Io, ultimo maestro ho un´idea morale della scuola"

 

Corriere della Sera - 19 febbraio 2003

 
"Di alcuni alunni non ho mai visto il padre in 5 anni"

Claudia Riconda

Paolo Piccioli, lei è una mosca bianca.
«In quanto uomo e maestro di scuola?».
Sì. In Italia siete quattro su cento alle elementari. Nelle materne addirittura cinque su mille. Nella sua scuola?
«Tre maestri e trenta maestre, qui alla Vittorio Veneto. Nettissima minoranza».
Si è chiesto perché?
«Basta guardare le nostre buste paga».
Lei quanto guadagna?
«Mille e duecento euro al mese. Ma lavoro da venticinque anni. Sono entrato nella scuola a 20, ne ho 46».
Solo una questione di soldi?
«No, c´entrano anche le ambizioni. L´uomo che cerca potere, carriera, successo, non sceglie di fare il maestro. Un mestiere impegnativo, che ti gratifica sì, ma su un piano completamente diverso. Non certo quello della carriera».
Lei perché l´ha scelto?
«Per un ideale. Speravo di poter dare una mano a cambiare il mondo. Cominciando dai bambini. Ma erano gli anni ´70, tutto un altro clima».
Pentito?
«No. Nonostante tutto, no. Però le frustrazioni pesano. Questo svilimento continuo del nostro ruolo, l´accanimento del governo contro la scuola pubblica. Ora che invece sarebbe il momento giusto».
Per cosa?
«Per contrastare lo strapotere della tv e i modelli di comportamento e i non-valori che passano da lì. Toccherebbe a noi maestri arginarli, proporre valori alternativi, e invece ci spuntano le armi».
Che effetto fa lavorare in mezzo a tante donne?
«Non faccio differenza tra uomini e donne, ma tra persone».
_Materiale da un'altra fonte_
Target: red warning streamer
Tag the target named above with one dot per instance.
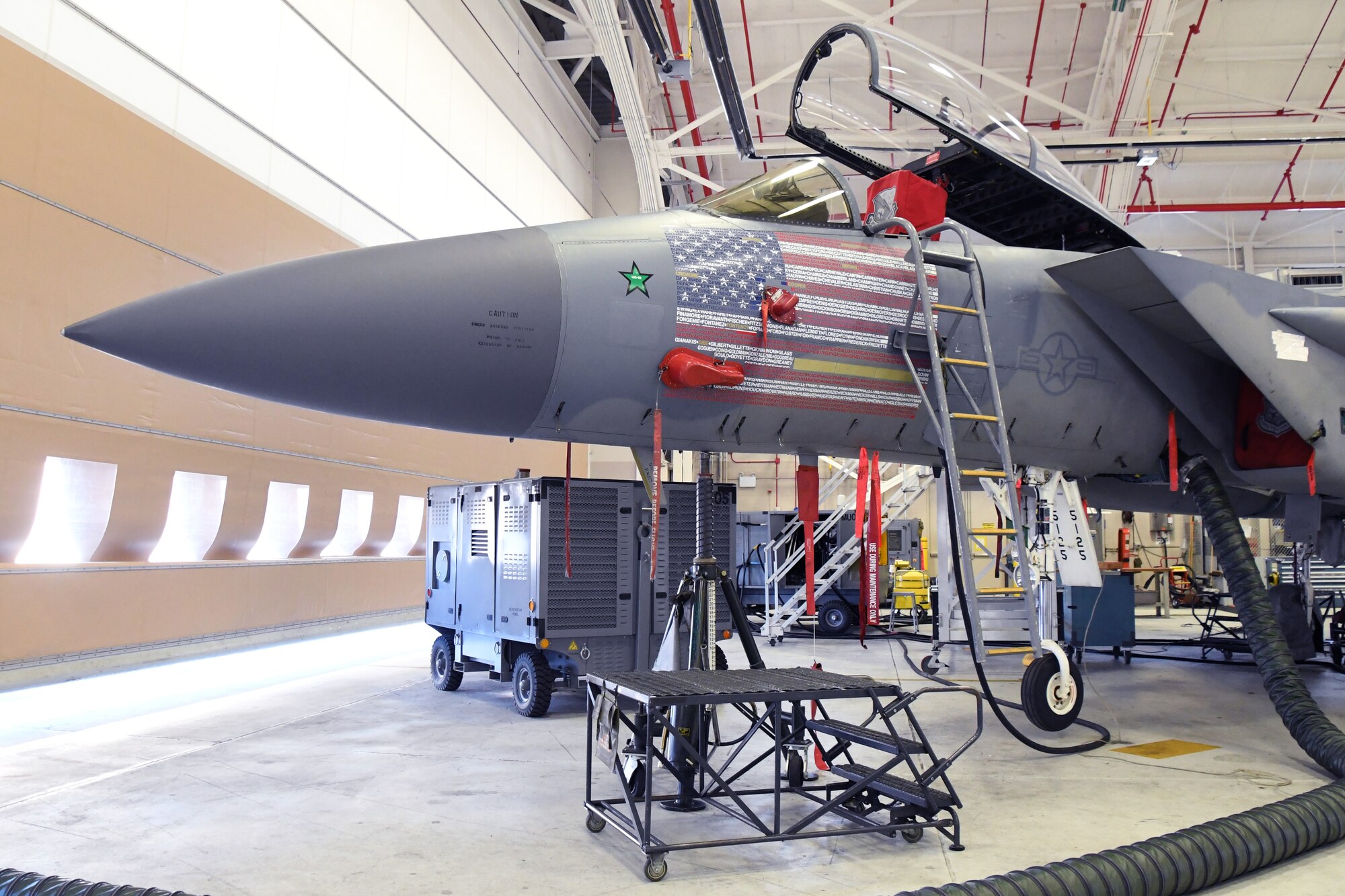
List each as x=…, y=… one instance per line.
x=570, y=454
x=657, y=473
x=806, y=485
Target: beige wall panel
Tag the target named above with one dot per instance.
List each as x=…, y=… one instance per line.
x=49, y=614
x=67, y=142
x=72, y=146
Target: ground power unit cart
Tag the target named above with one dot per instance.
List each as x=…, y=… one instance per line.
x=498, y=594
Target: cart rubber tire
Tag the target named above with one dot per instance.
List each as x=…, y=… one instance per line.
x=1040, y=686
x=835, y=616
x=442, y=671
x=533, y=684
x=656, y=868
x=794, y=770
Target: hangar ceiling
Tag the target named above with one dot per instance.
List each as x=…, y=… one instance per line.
x=1202, y=75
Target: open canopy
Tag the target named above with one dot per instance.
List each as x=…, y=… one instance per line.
x=878, y=104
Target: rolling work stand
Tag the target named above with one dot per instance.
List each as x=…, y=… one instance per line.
x=905, y=790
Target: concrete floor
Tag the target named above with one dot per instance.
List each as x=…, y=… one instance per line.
x=360, y=776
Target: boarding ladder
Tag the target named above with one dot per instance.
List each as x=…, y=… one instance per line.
x=948, y=385
x=900, y=493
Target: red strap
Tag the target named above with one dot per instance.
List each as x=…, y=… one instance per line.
x=861, y=487
x=570, y=452
x=657, y=471
x=1172, y=450
x=806, y=486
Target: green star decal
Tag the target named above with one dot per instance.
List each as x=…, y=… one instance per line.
x=636, y=280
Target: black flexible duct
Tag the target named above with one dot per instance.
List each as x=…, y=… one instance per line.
x=17, y=883
x=1214, y=852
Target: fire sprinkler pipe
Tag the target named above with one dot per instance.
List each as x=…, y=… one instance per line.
x=1032, y=60
x=676, y=42
x=1191, y=33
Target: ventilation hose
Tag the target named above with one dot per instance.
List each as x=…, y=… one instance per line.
x=1214, y=852
x=17, y=883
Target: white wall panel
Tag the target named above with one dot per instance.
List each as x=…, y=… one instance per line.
x=392, y=140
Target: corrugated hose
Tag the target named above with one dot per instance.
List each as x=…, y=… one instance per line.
x=17, y=883
x=1211, y=853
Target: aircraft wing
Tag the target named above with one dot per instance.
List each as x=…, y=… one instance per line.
x=1194, y=326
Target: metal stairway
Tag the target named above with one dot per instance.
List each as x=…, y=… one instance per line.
x=984, y=602
x=900, y=493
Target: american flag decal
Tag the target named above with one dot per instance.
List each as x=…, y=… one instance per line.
x=852, y=296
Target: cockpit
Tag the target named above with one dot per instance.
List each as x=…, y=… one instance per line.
x=876, y=104
x=808, y=192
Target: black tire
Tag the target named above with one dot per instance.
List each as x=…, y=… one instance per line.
x=656, y=868
x=794, y=771
x=533, y=684
x=442, y=671
x=835, y=616
x=1040, y=694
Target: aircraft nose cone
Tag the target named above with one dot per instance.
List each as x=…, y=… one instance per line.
x=458, y=334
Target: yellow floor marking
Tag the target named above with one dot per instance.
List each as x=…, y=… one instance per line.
x=1165, y=748
x=892, y=374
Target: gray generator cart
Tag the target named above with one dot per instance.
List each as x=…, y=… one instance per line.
x=497, y=591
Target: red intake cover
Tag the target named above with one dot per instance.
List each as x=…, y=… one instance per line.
x=782, y=306
x=687, y=369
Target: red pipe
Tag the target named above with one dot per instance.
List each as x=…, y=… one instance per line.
x=1289, y=171
x=1130, y=69
x=1191, y=33
x=1291, y=95
x=1032, y=60
x=747, y=40
x=1070, y=69
x=676, y=42
x=1239, y=206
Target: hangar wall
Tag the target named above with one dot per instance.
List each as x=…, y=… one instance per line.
x=102, y=206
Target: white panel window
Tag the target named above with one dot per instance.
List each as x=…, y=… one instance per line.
x=357, y=510
x=411, y=513
x=75, y=503
x=287, y=509
x=196, y=507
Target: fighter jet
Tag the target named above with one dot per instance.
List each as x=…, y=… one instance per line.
x=781, y=317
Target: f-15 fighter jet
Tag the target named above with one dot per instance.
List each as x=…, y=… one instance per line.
x=792, y=314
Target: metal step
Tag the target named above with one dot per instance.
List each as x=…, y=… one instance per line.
x=852, y=733
x=907, y=791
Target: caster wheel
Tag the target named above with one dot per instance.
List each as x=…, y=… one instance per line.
x=796, y=770
x=656, y=868
x=1047, y=698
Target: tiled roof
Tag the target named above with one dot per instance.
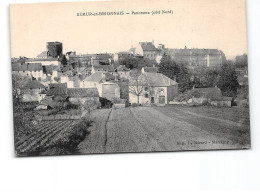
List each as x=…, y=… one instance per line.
x=58, y=89
x=102, y=56
x=209, y=92
x=151, y=69
x=43, y=92
x=155, y=79
x=41, y=59
x=82, y=92
x=107, y=68
x=188, y=52
x=99, y=76
x=18, y=66
x=148, y=46
x=42, y=54
x=33, y=84
x=122, y=68
x=96, y=77
x=34, y=67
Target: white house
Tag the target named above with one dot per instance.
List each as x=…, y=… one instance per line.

Però sui bambini l´effetto c´è. La Lega dice che tutte queste maestre sono un handicap per la crescita.
«Un handicap addirittura! Diciamo che sarebbe meglio avessero figure di riferimento diverse anche a scuola. Femminile e maschile».
Talvolta non ci sono neanche a casa. Padri assenti, o poco presenti nella vita dei figli.
«E che si fanno vedere raramente a scuola. Di alcuni alunni non ricordo di aver mai incontrato il padre in cinque anni di colloqui scolastici».
Finisce che il maestro diventa un babbo.
«In effetti, sì. Per qualche bambino io rappresento qualcosa di più di un maestro. Gli può scappare di chiamarmi babbo».
E questo la mette in difficoltà?
«E´ bene mantenere l´equilibrio. Il maestro è il maestro. Certo, se i padri passassero più tempo con i figli non ci sarebbe confusione di ruoli».